Paradoksal, izin verici ebeveynlik tarzı da bir risk faktörü olarak hareket edebilir. Bu durumda, çocuklar ebeveynlerinden gelen zararlı bir kontrol ve sınırlama eksikliği yaşarlar. Reşit olmayanın hayatını yapılandıran bu kuralların yokluğu göz önüne alındığında, kafası karışmış, yönünü şaşırmış ve desteklenmemiş hissedebilir; Sonunda bu ebeveynler rollerini yerine getirmedikleri için, bunu ebeveyn dikkati ve kaygısı eksikliği olarak algılayabilirsiniz.

bulimia

Anoreksiyadan farklı olarak, bulimia daha dürtüsel davranışlarla karakterizedir. Bundan muzdarip olanlar genellikle daha sonra müshil davranışlar (kusma veya müshil), şiddetli açlık veya zorlayıcı egzersiz ile telafi ettikleri aşırı yemek yerler. Bu davranış kalıbının, ebeveynler tarafından algılanan aşırı kontrole bir tepki olabileceğine inanılmaktadır.

A) Evet, bulimia otoriter ebeveynlik tarzı ile ilgilidir. Bu ebeveynler, aşırı kurallar, çok katı ve katı talepler dayatma ve uymama durumunda cezaya başvurma eğilimindedir. Ayrıca, zayıf iletişim ve çok az duygusal ifade gösterirler. Aşırı kontrol ve ebeveyn empati eksikliği, bozukluğun ortaya çıkmasına katkıda bulunabilir.

Belirtilmemiş yeme bozuklukları

Bu durumda, kayıtsız veya ihmalkar ebeveynlik tarzı hakim. Bu ebeveynler sınır koymazlar, talep etmezler; ancak serbest stilden farklı olarak, iletişim veya sevgi de sunmazlar. Rollerinden tamamen habersizler.

Buna cevaben, reşit olmayanlar, tam olarak tutarsızlık ve kararlı kriterleri karşılamaması ile karakterize edilen, başka türlü belirtilmeyen yeme bozuklukları geliştirebilirler.

ilgili diğer ilginç bulgular

Diğer araştırmalar, ebeveynlik stilleri ve yeme bozuklukları arasındaki ilişkide daha spesifik faktörleri analiz etti. Böylece aşağıdaki gibi ilginç bulgular elde edilmiştir:

  • Reddedilme ve soğukluk ile karakterize edilen anne bakımı modeli, yeme bozukluklarının ortaya çıkmasıyla yakından ilişkilidir. Özellikle anoreksiyada, annenin kızının ihtiyaçlarına erken yaşlardan itibaren yanıt vermediği bulunmuştur.
  • Babanın desteği, şefkati ve olumlu değerlendirmesi de temel bir rol oynamaktadır. Bu şekilde, yokluğu, bozukluğun gelişimine önemli ölçüde katkıda bulunabilir. Hastaların çoğu, ebeveynleri tarafından sevilmediklerini; beden imajına ve yeme alışkanlıklarına karşı tutumunu önemli ölçüde etkileyecek bir şey.
  • Aşırı koruma, büyük risk faktörlerinden bir diğeridir.. Ebeveynler çocuğu çocuklaştırdıklarında, özerkliklerini engellediklerinde ve müdahaleci olduklarında, olumsuz bir etki yaratıyorlar.
  • Annenin duygusal sıcaklığı, kilo konusunda daha az endişe ile ilişkilidir.

Anne baba kızıyla konuşuyor

Demokratik ebeveynlik tarzı: önlemenin anahtarı

Araştırmalarda elde edilen sonuçlar ışığında demokratik tarzın en uygun olduğu sonucuna varılabilir.
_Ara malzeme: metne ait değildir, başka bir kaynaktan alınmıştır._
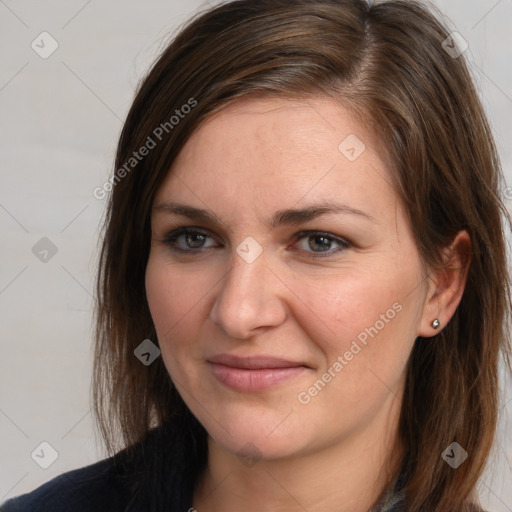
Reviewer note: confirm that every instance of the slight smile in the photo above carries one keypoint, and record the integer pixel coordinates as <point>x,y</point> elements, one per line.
<point>252,374</point>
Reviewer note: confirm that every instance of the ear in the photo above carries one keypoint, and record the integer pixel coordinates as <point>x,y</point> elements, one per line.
<point>446,285</point>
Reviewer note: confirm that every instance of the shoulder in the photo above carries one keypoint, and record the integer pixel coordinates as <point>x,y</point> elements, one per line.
<point>97,487</point>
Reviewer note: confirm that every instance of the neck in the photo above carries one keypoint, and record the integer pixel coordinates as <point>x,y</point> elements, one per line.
<point>348,476</point>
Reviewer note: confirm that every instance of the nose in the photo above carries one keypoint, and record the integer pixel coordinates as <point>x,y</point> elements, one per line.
<point>250,299</point>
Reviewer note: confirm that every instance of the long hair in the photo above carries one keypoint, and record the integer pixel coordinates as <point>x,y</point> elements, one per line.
<point>389,63</point>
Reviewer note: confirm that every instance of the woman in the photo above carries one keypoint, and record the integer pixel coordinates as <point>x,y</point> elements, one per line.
<point>303,289</point>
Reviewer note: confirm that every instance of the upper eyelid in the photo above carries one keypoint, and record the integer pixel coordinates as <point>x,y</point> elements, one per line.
<point>181,230</point>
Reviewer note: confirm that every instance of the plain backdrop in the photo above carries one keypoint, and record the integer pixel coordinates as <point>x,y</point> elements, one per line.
<point>60,119</point>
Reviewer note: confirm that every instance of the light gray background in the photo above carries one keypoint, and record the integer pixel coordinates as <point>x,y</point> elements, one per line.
<point>61,117</point>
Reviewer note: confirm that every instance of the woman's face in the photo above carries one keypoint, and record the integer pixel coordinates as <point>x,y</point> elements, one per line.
<point>283,279</point>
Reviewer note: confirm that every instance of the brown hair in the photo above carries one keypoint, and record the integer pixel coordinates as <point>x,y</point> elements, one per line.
<point>386,62</point>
Doğu yüksek düzeyde sevgi ve iletişim gösterir, ancak aynı zamanda sınırlar ve kurallar belirler açık, tutarlı ve tutarlı. Bireysel gelişim ve özerkliğe izin verir ve bunu teşvik eder ve destek ve anlayış sunar.

Ebeveynliğe uygulanan bu özellikler, küçük değerli başa çıkma kaynakları sunacakları için yeme bozukluklarının gelişimine karşı koruma görevi görecektir.
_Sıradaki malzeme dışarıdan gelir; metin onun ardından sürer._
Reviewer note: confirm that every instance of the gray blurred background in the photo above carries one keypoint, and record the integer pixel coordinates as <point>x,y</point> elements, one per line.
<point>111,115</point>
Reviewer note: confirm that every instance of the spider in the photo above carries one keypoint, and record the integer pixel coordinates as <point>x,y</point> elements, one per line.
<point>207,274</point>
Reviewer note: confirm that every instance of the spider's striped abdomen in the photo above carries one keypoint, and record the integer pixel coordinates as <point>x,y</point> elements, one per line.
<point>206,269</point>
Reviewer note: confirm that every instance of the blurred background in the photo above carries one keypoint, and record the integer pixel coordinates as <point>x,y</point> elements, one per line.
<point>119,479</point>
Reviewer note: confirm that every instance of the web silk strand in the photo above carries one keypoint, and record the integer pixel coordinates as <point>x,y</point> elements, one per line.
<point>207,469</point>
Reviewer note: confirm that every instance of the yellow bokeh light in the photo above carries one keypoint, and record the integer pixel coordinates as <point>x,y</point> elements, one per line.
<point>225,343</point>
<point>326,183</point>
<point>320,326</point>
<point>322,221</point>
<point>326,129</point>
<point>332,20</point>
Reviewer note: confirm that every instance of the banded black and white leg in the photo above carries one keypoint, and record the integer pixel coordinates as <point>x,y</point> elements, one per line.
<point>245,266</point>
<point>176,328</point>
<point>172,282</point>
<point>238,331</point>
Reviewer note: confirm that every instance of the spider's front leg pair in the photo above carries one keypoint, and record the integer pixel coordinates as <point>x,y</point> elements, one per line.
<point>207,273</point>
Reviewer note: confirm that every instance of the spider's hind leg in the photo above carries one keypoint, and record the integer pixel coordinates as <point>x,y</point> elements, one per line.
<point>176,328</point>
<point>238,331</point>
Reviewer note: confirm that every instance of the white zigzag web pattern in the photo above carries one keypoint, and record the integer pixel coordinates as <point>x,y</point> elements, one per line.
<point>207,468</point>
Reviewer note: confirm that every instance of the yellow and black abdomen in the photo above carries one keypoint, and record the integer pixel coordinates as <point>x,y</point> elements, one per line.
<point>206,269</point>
Yukarıda belirtilenlerin dikkate alınması gerekli olmakla birlikte, unutulmamalıdır ki, ebeveynlerin eylemleri, bozukluğun gelişiminin doğrudan bir nedeni değildir. Bunlar, sosyal, kültürel, biyolojik, kişisel ve çeşitli yönlerin etkilediği çok nedenli patolojilerdir. Bununla birlikte, ebeveynlik tarzının önemli bir hazırlayıcı faktör olduğu gösterilmiştir.

Ebeveynlik stilleri ve yeme bozuklukları: nasıl ilişkilidir? ilk olarak 1 İpucun’da yayınlandı.

Sitemizde yayınlanan haberlerin telif hakları gazete ve haber kaynaklarına aittir. Kopyalanması yasaktır.